Oil Futures Seesaw Ahead of Rigs Data

NEW YORK (DTN) -- Spot-month New York Mercantile Exchange oil futures seesawed within a narrow range in early trade Friday as a bullish U.S. payroll report weighed against concern over recent strong growth in domestic oil production.

At last glance, NYMEX March West Texas Intermediate futures were up 10 cents to $53.64 per barrel (bbl) and ICE April Brent crude futures edged up 7 cents to $56.63 bbl. NYMEX March ULSD futures gained 0.29 cent to $1.6547 gallon and March RBOB futures eased 0.70 cent to $1.5259 gallon.

The futures complex rose in the immediate aftermath of a payroll report by the Bureau of Labor Statistics showing 227,000 new jobs were added to the U.S. economy last month versus a 175,000 estimate, while the unemployment rate ticked up to 4.8%.

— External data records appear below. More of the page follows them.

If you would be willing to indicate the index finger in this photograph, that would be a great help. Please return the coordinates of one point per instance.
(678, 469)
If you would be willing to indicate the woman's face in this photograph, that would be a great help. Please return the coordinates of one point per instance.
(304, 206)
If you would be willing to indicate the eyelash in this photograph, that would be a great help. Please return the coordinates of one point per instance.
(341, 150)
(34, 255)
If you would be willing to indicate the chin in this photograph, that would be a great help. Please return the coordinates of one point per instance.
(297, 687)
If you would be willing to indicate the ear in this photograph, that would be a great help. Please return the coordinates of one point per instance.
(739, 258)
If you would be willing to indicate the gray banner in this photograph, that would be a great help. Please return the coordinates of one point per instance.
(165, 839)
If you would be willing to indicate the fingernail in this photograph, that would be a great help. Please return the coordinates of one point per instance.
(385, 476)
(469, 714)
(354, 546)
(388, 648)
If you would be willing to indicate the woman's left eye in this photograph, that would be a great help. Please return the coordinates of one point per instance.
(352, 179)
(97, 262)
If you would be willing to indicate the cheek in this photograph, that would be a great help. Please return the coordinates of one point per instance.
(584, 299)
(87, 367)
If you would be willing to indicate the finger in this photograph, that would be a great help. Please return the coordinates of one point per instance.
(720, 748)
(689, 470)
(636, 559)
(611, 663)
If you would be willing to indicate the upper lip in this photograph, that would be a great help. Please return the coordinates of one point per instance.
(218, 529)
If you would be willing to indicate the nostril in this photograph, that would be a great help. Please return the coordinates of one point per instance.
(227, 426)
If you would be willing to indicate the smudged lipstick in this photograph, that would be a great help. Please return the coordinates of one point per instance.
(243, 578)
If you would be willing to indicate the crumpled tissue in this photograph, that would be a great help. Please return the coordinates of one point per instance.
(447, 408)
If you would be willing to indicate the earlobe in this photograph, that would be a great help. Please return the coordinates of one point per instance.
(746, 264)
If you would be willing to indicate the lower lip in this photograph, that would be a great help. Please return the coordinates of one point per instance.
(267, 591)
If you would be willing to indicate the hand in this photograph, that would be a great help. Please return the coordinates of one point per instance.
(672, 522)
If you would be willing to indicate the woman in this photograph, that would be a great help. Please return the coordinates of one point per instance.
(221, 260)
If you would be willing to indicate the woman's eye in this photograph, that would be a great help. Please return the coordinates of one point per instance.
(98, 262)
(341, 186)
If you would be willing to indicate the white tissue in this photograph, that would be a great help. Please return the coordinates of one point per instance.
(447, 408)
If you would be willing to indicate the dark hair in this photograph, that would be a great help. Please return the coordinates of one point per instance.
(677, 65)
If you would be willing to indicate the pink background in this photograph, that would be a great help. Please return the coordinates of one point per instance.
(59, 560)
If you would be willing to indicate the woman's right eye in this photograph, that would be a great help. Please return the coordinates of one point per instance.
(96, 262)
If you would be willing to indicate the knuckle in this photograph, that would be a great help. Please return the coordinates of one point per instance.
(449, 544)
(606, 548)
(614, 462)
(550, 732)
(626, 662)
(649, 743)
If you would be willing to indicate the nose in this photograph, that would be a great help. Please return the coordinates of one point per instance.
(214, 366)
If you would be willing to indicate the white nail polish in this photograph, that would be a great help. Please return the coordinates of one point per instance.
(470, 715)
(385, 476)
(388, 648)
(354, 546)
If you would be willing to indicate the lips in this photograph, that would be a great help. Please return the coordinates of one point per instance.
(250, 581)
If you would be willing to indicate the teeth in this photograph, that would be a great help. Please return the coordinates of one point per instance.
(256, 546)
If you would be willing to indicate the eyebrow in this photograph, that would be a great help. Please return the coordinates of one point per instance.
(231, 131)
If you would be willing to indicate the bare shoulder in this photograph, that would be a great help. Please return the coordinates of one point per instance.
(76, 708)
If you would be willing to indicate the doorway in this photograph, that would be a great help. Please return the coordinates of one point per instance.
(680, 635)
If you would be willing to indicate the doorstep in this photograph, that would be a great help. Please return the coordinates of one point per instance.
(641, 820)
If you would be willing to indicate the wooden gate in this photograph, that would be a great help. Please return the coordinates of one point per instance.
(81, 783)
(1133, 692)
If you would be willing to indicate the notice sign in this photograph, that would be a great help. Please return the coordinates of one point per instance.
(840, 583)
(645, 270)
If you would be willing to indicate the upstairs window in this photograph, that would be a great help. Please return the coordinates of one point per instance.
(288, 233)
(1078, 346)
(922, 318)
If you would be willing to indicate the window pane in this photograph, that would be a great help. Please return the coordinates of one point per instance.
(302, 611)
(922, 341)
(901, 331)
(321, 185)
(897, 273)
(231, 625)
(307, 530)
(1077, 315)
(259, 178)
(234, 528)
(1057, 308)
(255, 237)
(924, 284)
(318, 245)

January's job growth was the best since June, and follows the addition of 156,000 jobs in December, although hourly earnings eased 0.2% to 2.5% year-over-year. The report suggests the U.S. economy is on sound footing, which would support fuel demand, analysts said.

However, the oil market remains cautious in front of Baker Hughes Inc.'s weekly report to be released early afternoon that could show another increase in the number of rigs drilling for oil in the United States. Last week's report showed active oil rigs increased by 15 to 566, the most in over a year, while the Energy Information Administration reported midweek that U.S. crude oil production eased to 8.915 million barrels per day (bpd) remained near an 8.961 million bpd 10-month high.

"The market is nervous because we are waiting or Baker Hughes report and pulled back because we've seen rising rig count in recent weeks," said analyst Phil Flynn at Price Futures in Chicago.

EIA data also showed total petroleum stocks rose by 5.3 million bbl last week while total products supplied over the last four-week period averaged over 19.3 million bpd, down 1.9% year-over-year, with the building inventory a drag on oil futures.

Globally, the market is finding support in potential geopolitical risks stirred by comments and actions by President Donald Trump and evidence the Organization of the Petroleum Exporting Countries has, according to reports, enacted 82% to 88% of the 1.2 million bpd planned cuts in production.

Trump has had what are described as frank phone calls with leaders of Mexico and Australia in recent days and today warned Iran and North Korea could pay a price if they don't stop causing problems.

"Trump told Iran that nothing is off the table, so people are watching Iran and that's adding a risk premium [to the price of oil]," Flynn said.